ECLI:NL:OGHNAA:2008:BG4509
Gemeenschappelijk Hof van Justitie van de Nederlandse Antillen en Aruba
- Hoger beroep
- Wattel
- Van Unen
- Girigorie-Luydens
- Rechtspraak.nl
Toewijzing van verzoek tot plaatsing van minderjarige in inrichting voor jeugdigen
In deze zaak heeft het Gemeenschappelijk Hof van Justitie van de Nederlandse Antillen en Aruba op 7 november 2008 uitspraak gedaan in hoger beroep betreffende de detentie van een minderjarige appellant. De appellant, geboren in 1991 en thans gedetineerd in het Huis van Bewaring op Curaçao, had op 1 oktober 2008 een verzoekschrift ingediend om zijn voorlopige hechtenis op te heffen en om in een opvoedkundig gesticht te worden geplaatst. Dit verzoek was op 10 oktober 2008 afgewezen door de rechter-commissaris, waarna de appellant in hoger beroep ging. De zaak werd behandeld op 4 november 2008, waarbij de raadsman A. Moenir-Alam en de (fungerend) Procureur-Generaal mr. A.C. van der Schans aanwezig waren.
De appellant was op 10 september 2008 aangehouden op verdenking van diefstal en bedreiging. Hij was aanvankelijk gedetineerd in politiecellen en later overgeplaatst naar het Huis van Bewaring. De raadsman voerde aan dat de appellant, als minderjarige, in een speciale inrichting voor kinderen geplaatst diende te worden, in overeenstemming met artikel 37 van het Verdrag inzake de rechten van het kind. De Procureur-Generaal stelde echter dat er geen plaats was in de gesloten afdeling van het Gouvernements Opvoeding Gesticht (GOG).

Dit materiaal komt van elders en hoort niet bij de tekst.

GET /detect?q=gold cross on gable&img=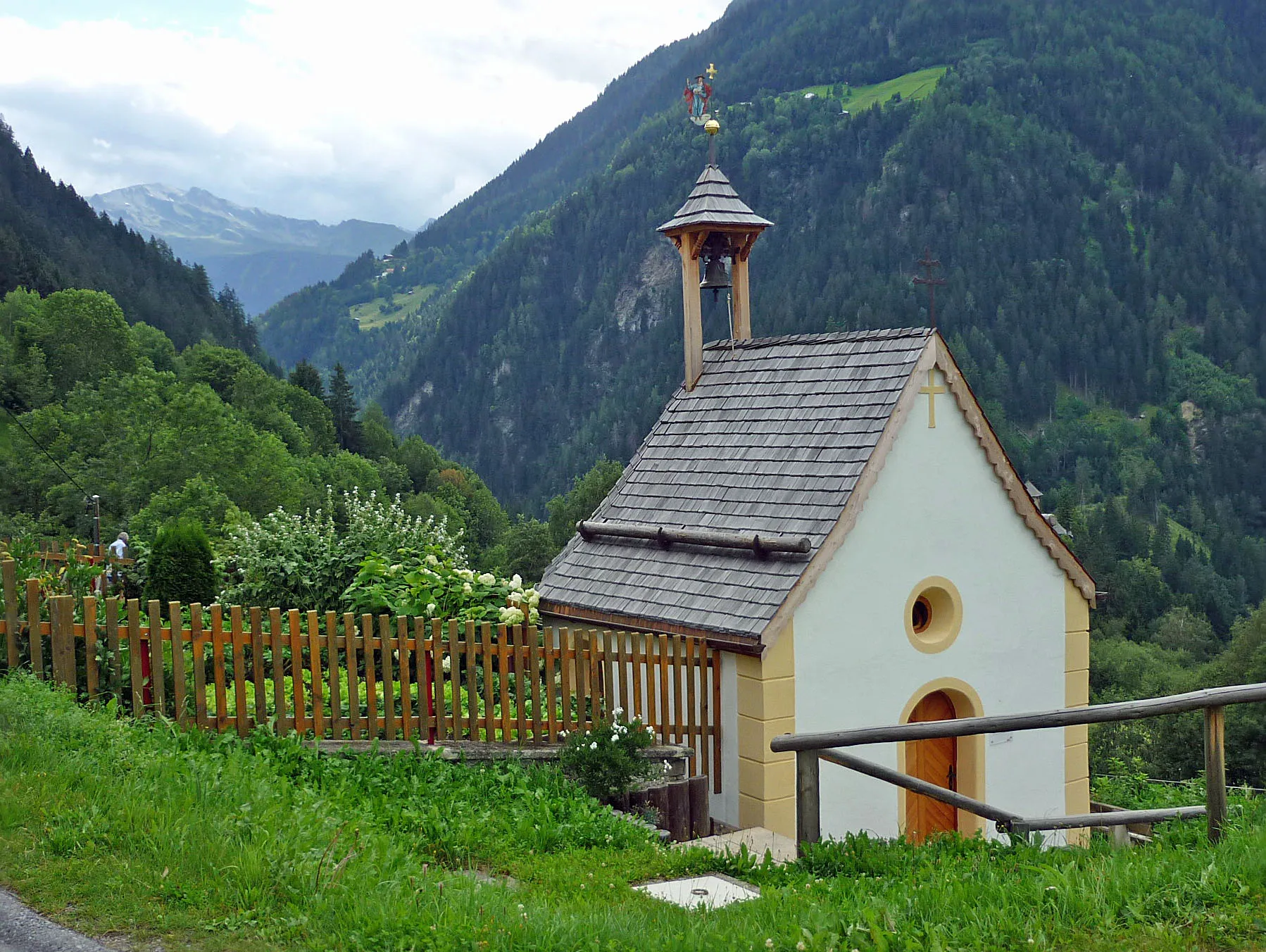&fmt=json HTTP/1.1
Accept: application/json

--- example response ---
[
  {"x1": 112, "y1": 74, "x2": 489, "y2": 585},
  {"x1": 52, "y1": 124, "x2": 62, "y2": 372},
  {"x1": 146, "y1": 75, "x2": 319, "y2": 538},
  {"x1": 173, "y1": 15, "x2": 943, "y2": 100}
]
[{"x1": 919, "y1": 370, "x2": 946, "y2": 428}]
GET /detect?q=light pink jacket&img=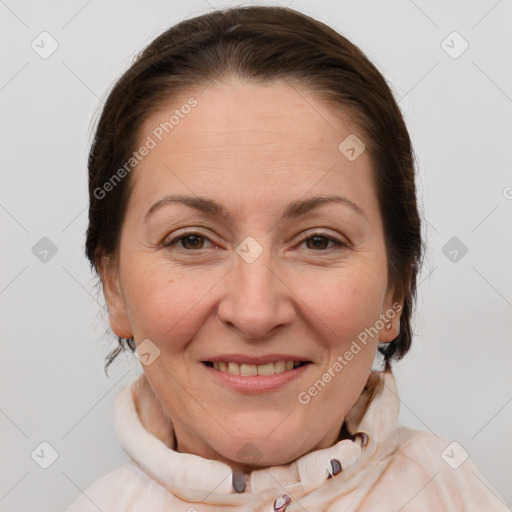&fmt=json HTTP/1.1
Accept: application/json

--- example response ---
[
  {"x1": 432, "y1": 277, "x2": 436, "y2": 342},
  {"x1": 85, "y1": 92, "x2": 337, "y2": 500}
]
[{"x1": 66, "y1": 372, "x2": 509, "y2": 512}]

Het Hof oordeelde dat er geen sprake was van een uitzonderingssituatie die afwijking van de verdragsbepaling rechtvaardigde. De detentie van de appellant tussen volwassenen was niet in zijn belang en het Hof concludeerde dat het Land maatregelen moest treffen om de appellant zo spoedig mogelijk in een inrichting voor jeugdigen te plaatsen. De gevraagde voorziening werd toegewezen, en het Hof weigerde het verzoek om verlof in hoger beroep te komen voor de afwijzing van de voorlopige hechtenis.
De beschikking werd gegeven in het kader van de rechtsgang die volgde op de beslissing van de rechter-commissaris, en het Hof benadrukte het belang van de rechten van de minderjarige in deze zaak.